Embedding Vector Search w/ Django & PostgreSQL, Part 1

django, docker, postgresql, programming, Python

Sigh. 🙄 Yes–yet another “AI” article in a blog.

The pgvector extension allows PostgreSQL to support vector searches. This ability is useful for implementing RAG solutions. The link has all the background information on the technology. This post will not duplicate the info.

This post is a runbook on setting up:

  • a Docker environment with PostgreSQL and the pgvector extension.
  • a Django application with the client libraries ready to use the vector extension of the PostgreSQL DB.

Setup (Docker)

The first step is to create a “service” (docker-compose concept) for the DB:

services:
  ...
  postgres:
    # Check for latest version as necessary/desired
    image: pgvector/pgvector:pg17
    environment:
      # remove before pushing up to source control
      - POSTGRES_PASSWORD=mysecretpassword
    ports:
      - "5432:5432"
    expose:
      - "5432"
    volumes:
      # Optional; use a host volume
      - ./data/psql:/var/lib/postgresql/data

Then bring up the service once to initialize the DB:

> docker-compose up postgres
...
postgres-1  | 2025-02-13 03:05:22.288 UTC [1] LOG:  database system is ready to accept connections

The image pgvector/pgvector:pg17 is a Docker image for PostgreSQL 17 with the pgvector extension bundled.

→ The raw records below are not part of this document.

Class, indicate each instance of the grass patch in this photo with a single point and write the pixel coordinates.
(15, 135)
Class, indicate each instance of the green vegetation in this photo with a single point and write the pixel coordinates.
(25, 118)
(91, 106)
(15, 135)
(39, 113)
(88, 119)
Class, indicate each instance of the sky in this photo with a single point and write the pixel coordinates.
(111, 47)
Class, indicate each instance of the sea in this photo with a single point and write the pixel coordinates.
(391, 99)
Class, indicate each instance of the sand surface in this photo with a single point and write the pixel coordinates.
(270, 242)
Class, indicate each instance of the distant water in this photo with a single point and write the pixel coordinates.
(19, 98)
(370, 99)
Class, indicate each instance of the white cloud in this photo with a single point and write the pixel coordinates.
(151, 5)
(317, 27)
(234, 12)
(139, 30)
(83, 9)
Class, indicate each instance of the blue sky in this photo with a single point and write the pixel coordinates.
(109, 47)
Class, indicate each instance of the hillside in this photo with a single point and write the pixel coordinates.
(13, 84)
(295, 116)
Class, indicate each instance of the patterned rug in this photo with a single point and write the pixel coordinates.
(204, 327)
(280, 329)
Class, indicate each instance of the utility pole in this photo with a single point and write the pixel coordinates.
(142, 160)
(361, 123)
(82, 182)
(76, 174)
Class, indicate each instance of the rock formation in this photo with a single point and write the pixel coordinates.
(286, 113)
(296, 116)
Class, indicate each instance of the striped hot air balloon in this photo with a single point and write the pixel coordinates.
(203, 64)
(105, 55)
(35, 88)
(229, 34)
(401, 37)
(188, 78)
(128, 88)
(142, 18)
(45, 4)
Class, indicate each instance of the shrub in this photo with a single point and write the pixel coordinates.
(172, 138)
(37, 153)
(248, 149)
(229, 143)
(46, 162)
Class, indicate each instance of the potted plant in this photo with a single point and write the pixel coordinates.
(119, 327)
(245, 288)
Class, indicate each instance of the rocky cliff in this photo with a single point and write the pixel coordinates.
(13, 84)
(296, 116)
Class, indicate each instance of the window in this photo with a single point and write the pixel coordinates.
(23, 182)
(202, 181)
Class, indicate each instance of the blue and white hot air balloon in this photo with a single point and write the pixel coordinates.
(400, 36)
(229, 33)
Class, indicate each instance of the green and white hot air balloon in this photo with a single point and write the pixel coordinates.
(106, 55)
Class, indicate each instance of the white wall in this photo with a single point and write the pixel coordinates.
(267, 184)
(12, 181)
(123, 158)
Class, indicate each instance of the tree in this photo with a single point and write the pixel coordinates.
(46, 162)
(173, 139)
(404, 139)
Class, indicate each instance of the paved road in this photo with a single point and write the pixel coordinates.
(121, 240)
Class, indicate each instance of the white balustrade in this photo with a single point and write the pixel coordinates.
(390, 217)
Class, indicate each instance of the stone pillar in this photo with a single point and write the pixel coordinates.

Create a DB (if necessary)

Create a DB to be used if necessary.

> docker-compose run --rm postgres psql -h postgres -U postgres 
Password for user postgres: .....
...
> create database mydb;
> \q

The POSTGRES_PASSWORD environment entry can now be removed from docker-compose.yml.

Django Connection to PostgreSQL

Add the psycopg dependency so we can use PostgreSQL.

Shell into the Django app container and run:

> pip install psycopg
...
> pip freeze -r requirements.txt > requirements.txt

Tell Django to use the PostgreSQL DB instead of the default SQLite:

DATABASES = {
    # 'default': {
    #     'ENGINE': 'django.db.backends.sqlite3',
    #     'NAME': BASE_DIR / 'db.sqlite3',
    # }
    "default": {
        "ENGINE": "django.db.backends.postgresql",
        "HOST": "postgres",  # Matches the docker "service" name
        "NAME": "mydb",      # the DB name
        "USER": "postgres",  # the default user
        "PASSWORD": "mysecretpassword",  # the password from POSTGRES_PASSWORD above
    }
}

Verify by running the prerequisite migrations for a Django application:

> python manage.py migrate
...
Operations to perform:
  Apply all migrations: admin, auth, contenttypes, sessions
Running migrations:
  Applying contenttypes.0001_initial... OK
  ...
  Applying sessions.0001_initial... OK

Install pgvector-python

Follow the directions here: https://github.com/pgvector/pgvector-python. Shell into the Django app container and run:

> pip install pgvector
...
> pip freeze -r requirements.txt > requirements.txt

There are also examples there for Django.